For the second time in four days, the University of Maryland’s diversity and inclusion vice president visited the Nyumburu Cultural Center, where she faced criticism from black students who once again expressed how they feel left in the dark by the school’s administration.
Students at the forum shared concerns about potential changes Georgina Dodge wanted to make to the center and what they saw as a lack of engagement so far in her leadership. Dodge, who’s been in her role since June, has said her relationship with Ronald Zeigler, the center’s director, is “contentious.”
One of the voices that filled the room was Niccara Campbell’s. She — and many others — spoke about the important role the center plays in the experience of minorities on this campus.
“Nyumburu is an intricate part of my life, it still is. I transferred here [to the University of Maryland]; without Nyumburu, I would’ve transferred out,” the alumna said. “That’s how bad the University of Maryland is when it comes to othering minority students.”
Some of the topics discussed Monday included Dodge’s decision to end an English class that the center offered, and potential updates to the center’s long-running Miss Unity Scholarship Pageant.
The English class — ENGL274: Creative Writing Through The Eyes of African Americans — was cut because of funding issues, Dodge said.
“What you’re saying is not totally accurate,” Zeigler interjected. “I asked you directly about our classes. In terms of the English course as mentioned, we’ve had an ongoing debate about that — that class has never been a problem with the [student fees committee] until your arrival on campus.”
“It is obvious to me that you and I need to sit down, and have a lot of conversations, because there appears to be a lot of misunderstanding,” Dodge responded.
The diversity and inclusion office will also be hiring a new assistant vice president, Dodge said, which would oversee offices such as Nyumburu and the university’s LGBT Equity Center, although she added administration was “still working on the job description.”

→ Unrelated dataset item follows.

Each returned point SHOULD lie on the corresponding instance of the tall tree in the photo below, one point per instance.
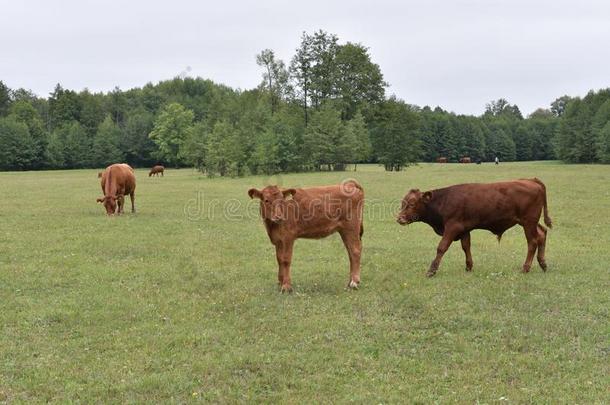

Dodge told attendees she convened a search committee to find this new vice president, with one student representative, a graduate student.
Tamya Anderson, a vice president for the Black Student Union, said at the forum that there should be an undergraduate student on the committee for it to be representative, as much of the student community at Nyumburu is made up of undergraduates.
“The search committee is really small, it’s only seven people altogether … we’re trying to keep somewhat small and somewhat nimble,” Dodge responded. “I’m willing to consider that.”
Dodge said at the town hall she planned on giving $20,000 to Nyumburu from the ODI’s budget. Nyumburu would have discretion on how to spend this money, Dodge told The Diamondback. This would occur within the coming months.
She said her relationship with Zeigler was “in a good place,” and wanted to keep Nyumburu a center of black life on the campus. Over the weekend, rumors circulated on social media that Zeigler would be fired, or that the center would become a multicultural center.
“The vision really needs to be created by the people who utilize the space,” Dodge said. “It’s not a top-down type of vision, it’s a collective community vision that gets developed based on the needs that exist.”
Still, students weren’t convinced they could trust her.
“No offense, I don’t know you,” one student told Dodge. “But we know [Zeigler]. So when he’s going against you … and you’re talking in circles, it’s kind of hard for us to get behind you.”
Student speakers at the town hall also criticized Dodge for only attending one event at the center this semester.
“We just want to see her face more,” Monique Small, a student ambassador for Nyumburu, told The Diamondback. “We want to be present and considered in the visions she has for Nyumburu.”
Dodge said she would “love to be in Nyumburu all day,” but didn’t want to come off as micromanaging, she said, adding that she plans on coming to more events in the future.
On Friday, as students worried about circulating rumors, Dodge came to the center to answer their questions — displacing the weekly Jumu’ah prayers held by the Muslim Student Association in the center’s multipurpose room. For nearly 2 ½ hours, students assailed Dodge on her plans for the center.
While Monday’s event was only an hour long, the same themes were present.
Small asked what sort of access the Nyumburu community would have with her going forward.
“Us as the students, you work for us, and we want to have some sort of access to you. We want to know how we can voice our concerns to you,” the senior criminology and criminal justice major said.
“Invite me. I’ll come,” Dodge said, to jeers from the crowd.